Hamilton: "Solo la potenza ci separa da Mercedes, lavoriamo per batterli"

Il primo podio con la Ferrari non si scorda mai.
Anche se ti chiami Lewis Hamilton e sei il pilota più vincente della storia della Formula 1.
Ma, probabilmente, ancora più importante del terzo posto conquistato oggi a Shanghai è lo spirito con cui il numero 44 sta vivendo questo inizio di stagione: sorridente, motivato e, soprattutto, pienamente coinvolto nel progetto del Cavallino.
Quanto visto oggi sotto il cielo cinese non ha fatto altro che confermare quanto già ammirato sette giorni fa a Melbourne: l’alfiere di Stevenage ha offerto una prestazione sempre battagliera, attaccando ogni volta che se ne presentava l’occasione, prima con le Mercedes e poi in uno spettacolare duello con il compagno di squadra Leclerc, a tratti davvero al cardiopalma.
Merito anche, e soprattutto, della SF-26, vettura che sta dimostrando di essere, giro dopo giro, di altissimo livello, e l’unica capace di dare filo da torcere alle Frecce d’Argento.
"La differenza rispetto alle Mercedes? Solo la potenza " ha dichiarato Hamilton nel post-gara ai microfoni di Mara Sangiorgio per Sky Sport F1 Italia:
"Noi dal canto nostro abbiamo un gran bel motore. Loro hanno iniziato a svilupparlo un po’ prima rispetto a noi. Non so se per un turbo più grande, ma hanno più potenza in rettilineo e quando ci sorpassano sembrano volare e non possiamo fare nulla per fermarli. È lì la differenza di prestazione, perché nelle curve penso che siamo alla pari. Non ho dubbi che continueremo a migliorare le prestazioni del motore e magari lavoreremo anche sull’efficienza in rettilineo. Incrociamo le dita e speriamo di poterli raggiungere e battere ".
Il sette volte iridato ha poi elogiato il giovane vincitore Andrea Kimi Antonelli:
"Voglio fare le congratulazioni a Kimi: ha fatto un lavoro eccezionale. Per me è stato un privilegio, come uno dei piloti più vecchi, condividere il podio con lui e vedere un ragazzino ottenere la sua prima vittoria. Ha l’opportunità di lavorare con un team fantastico ".

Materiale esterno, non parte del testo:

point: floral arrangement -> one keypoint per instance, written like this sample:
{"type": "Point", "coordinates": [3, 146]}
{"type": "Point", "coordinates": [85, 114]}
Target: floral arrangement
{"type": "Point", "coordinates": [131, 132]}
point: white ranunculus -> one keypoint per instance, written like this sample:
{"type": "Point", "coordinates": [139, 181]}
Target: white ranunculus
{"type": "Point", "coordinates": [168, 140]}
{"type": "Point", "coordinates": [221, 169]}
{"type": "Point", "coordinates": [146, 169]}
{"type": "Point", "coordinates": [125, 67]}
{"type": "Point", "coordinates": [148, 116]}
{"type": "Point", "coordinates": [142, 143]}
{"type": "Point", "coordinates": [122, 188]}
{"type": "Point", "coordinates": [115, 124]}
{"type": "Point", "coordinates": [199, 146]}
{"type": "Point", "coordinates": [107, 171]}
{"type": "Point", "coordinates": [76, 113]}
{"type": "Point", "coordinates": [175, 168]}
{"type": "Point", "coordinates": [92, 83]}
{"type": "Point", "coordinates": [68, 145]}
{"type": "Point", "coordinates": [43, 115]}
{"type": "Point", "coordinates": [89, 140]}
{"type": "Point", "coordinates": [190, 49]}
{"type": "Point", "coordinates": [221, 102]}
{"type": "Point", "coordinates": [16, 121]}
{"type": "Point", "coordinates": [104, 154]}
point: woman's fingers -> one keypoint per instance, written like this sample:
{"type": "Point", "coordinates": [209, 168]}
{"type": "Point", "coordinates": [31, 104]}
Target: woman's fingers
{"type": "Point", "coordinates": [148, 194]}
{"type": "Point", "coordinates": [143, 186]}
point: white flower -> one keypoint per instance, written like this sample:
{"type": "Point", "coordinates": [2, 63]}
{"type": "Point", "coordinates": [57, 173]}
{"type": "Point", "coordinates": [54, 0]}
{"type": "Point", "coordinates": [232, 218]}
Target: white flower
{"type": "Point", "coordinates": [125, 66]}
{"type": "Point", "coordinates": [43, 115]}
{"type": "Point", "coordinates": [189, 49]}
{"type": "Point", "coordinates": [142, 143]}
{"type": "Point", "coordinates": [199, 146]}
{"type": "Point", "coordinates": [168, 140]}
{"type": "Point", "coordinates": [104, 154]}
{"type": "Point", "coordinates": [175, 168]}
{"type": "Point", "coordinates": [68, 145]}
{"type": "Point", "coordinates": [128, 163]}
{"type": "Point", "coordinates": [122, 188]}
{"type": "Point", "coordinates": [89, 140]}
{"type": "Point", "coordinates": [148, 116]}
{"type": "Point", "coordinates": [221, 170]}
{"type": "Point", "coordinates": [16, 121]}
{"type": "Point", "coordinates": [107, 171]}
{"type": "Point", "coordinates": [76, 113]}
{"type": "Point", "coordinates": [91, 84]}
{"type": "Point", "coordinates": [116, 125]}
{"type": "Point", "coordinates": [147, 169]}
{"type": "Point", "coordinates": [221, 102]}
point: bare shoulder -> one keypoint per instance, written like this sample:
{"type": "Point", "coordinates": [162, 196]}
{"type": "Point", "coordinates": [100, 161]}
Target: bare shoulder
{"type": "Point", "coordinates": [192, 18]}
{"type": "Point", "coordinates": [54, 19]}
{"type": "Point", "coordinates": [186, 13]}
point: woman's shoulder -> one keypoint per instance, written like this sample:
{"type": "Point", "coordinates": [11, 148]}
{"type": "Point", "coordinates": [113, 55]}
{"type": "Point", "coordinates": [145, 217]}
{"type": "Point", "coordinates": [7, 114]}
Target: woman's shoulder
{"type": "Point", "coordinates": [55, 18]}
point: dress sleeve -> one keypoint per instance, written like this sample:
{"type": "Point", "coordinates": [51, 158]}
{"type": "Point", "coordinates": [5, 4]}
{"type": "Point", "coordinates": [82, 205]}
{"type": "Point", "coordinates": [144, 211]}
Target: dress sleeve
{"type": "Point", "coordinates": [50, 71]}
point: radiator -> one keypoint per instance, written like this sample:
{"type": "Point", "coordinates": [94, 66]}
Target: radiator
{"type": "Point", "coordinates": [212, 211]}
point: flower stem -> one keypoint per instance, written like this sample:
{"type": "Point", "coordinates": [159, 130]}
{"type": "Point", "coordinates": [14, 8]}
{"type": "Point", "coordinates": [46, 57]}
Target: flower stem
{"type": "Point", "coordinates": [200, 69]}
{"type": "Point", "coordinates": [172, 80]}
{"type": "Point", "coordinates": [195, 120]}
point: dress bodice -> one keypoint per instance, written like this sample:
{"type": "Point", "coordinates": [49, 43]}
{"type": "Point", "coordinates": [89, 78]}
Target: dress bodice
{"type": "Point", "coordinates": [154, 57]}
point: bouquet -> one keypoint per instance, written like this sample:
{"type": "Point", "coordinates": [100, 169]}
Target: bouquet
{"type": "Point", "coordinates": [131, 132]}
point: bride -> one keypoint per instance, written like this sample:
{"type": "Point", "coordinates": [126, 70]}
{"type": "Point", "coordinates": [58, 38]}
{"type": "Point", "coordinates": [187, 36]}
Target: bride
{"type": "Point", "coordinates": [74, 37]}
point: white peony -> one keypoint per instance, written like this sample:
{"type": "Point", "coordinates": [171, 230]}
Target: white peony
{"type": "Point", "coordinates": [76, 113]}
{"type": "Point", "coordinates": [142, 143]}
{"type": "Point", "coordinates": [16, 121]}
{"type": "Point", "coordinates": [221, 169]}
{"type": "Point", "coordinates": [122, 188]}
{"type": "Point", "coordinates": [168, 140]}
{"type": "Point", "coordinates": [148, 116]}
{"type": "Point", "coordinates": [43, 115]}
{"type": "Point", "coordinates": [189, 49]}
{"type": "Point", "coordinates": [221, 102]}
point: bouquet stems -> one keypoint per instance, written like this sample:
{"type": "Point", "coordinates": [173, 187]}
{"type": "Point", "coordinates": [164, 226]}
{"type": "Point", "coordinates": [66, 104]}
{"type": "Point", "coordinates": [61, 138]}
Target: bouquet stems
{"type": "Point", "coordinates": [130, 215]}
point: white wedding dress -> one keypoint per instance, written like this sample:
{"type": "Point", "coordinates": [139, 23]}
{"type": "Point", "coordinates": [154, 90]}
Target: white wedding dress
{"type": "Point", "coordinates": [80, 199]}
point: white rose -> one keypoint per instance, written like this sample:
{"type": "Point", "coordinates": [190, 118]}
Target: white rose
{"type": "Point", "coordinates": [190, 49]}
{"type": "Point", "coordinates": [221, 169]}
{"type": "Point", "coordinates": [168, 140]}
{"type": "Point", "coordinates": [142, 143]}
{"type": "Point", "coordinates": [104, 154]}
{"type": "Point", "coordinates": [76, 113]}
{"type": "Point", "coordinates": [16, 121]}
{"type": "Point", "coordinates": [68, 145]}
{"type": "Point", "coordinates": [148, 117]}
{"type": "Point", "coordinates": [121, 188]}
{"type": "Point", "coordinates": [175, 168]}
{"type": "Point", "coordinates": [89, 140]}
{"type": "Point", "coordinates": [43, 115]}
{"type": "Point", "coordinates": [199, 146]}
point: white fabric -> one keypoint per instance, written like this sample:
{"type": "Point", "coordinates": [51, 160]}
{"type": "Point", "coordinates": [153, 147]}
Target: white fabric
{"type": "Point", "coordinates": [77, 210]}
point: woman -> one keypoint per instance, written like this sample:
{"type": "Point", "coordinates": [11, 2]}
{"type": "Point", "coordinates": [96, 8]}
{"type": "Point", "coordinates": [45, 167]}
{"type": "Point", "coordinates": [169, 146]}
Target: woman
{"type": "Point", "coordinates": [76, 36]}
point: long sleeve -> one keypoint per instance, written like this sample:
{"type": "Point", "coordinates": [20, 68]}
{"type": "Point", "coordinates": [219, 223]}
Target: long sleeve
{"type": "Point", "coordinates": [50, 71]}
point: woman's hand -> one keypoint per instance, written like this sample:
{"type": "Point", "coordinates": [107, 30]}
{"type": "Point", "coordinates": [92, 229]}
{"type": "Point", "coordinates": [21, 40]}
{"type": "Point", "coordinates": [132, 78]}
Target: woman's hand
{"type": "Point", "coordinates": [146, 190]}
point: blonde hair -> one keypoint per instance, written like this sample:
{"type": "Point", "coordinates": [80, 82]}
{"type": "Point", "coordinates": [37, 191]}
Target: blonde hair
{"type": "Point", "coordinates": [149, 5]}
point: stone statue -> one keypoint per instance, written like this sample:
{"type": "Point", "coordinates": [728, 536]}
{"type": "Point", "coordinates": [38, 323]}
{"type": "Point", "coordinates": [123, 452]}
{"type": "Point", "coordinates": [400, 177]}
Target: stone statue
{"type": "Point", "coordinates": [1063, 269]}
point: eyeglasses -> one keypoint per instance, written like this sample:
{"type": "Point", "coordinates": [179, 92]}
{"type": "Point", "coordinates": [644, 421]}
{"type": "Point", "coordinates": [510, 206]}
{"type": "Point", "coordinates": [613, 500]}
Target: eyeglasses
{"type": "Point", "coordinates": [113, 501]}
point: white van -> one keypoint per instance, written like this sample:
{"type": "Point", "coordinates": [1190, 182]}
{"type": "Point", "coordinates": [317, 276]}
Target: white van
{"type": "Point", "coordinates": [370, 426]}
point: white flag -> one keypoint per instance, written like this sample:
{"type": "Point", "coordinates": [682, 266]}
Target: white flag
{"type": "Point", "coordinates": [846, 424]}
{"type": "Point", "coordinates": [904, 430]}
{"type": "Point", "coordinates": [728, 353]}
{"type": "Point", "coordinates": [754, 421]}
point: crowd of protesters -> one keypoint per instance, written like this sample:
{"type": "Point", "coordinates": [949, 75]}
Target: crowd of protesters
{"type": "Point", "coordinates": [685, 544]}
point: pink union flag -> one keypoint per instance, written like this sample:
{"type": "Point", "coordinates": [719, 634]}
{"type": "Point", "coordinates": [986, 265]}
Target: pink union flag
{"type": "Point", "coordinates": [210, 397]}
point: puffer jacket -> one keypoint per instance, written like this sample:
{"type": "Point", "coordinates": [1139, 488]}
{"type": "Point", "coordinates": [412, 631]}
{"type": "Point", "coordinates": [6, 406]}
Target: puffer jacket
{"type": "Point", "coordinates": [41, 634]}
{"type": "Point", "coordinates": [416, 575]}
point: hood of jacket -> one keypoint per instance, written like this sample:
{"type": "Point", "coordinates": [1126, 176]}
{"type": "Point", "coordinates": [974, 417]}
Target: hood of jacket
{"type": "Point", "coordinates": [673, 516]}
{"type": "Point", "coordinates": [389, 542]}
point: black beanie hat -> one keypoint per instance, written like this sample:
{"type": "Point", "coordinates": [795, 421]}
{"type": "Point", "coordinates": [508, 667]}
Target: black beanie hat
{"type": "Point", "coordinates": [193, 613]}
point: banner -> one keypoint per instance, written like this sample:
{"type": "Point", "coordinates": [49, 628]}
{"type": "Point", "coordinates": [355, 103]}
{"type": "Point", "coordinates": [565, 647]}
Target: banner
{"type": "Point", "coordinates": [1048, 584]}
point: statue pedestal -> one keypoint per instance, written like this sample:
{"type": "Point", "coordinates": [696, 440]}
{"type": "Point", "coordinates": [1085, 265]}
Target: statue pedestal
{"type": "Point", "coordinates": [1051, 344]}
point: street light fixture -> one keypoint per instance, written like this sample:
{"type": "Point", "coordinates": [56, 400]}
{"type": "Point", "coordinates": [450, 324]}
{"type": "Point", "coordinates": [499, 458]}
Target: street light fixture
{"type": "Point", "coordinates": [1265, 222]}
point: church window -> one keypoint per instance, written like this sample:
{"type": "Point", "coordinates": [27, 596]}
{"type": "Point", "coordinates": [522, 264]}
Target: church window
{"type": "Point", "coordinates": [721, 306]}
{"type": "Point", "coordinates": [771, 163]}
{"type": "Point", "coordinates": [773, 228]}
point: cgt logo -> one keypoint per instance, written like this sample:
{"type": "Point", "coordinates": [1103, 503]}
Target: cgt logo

Infine, Hamilton ha analizzato la sua gara, dalla lotta con Leclerc al grande lavoro del team:
"La battaglia con Charles è stata grandiosa, durissima in pista, ma è questa la natura delle corse. Devo ringraziare tutti in fabbrica: la loro spinta è stata fondamentale per portarci in questa posizione. Certo, non è la posizione definitiva che vogliamo, perché vogliamo essere davanti, perciò dobbiamo continuare a spingere e ridurre questo divario. Ma ho grandi sensazioni in macchina ".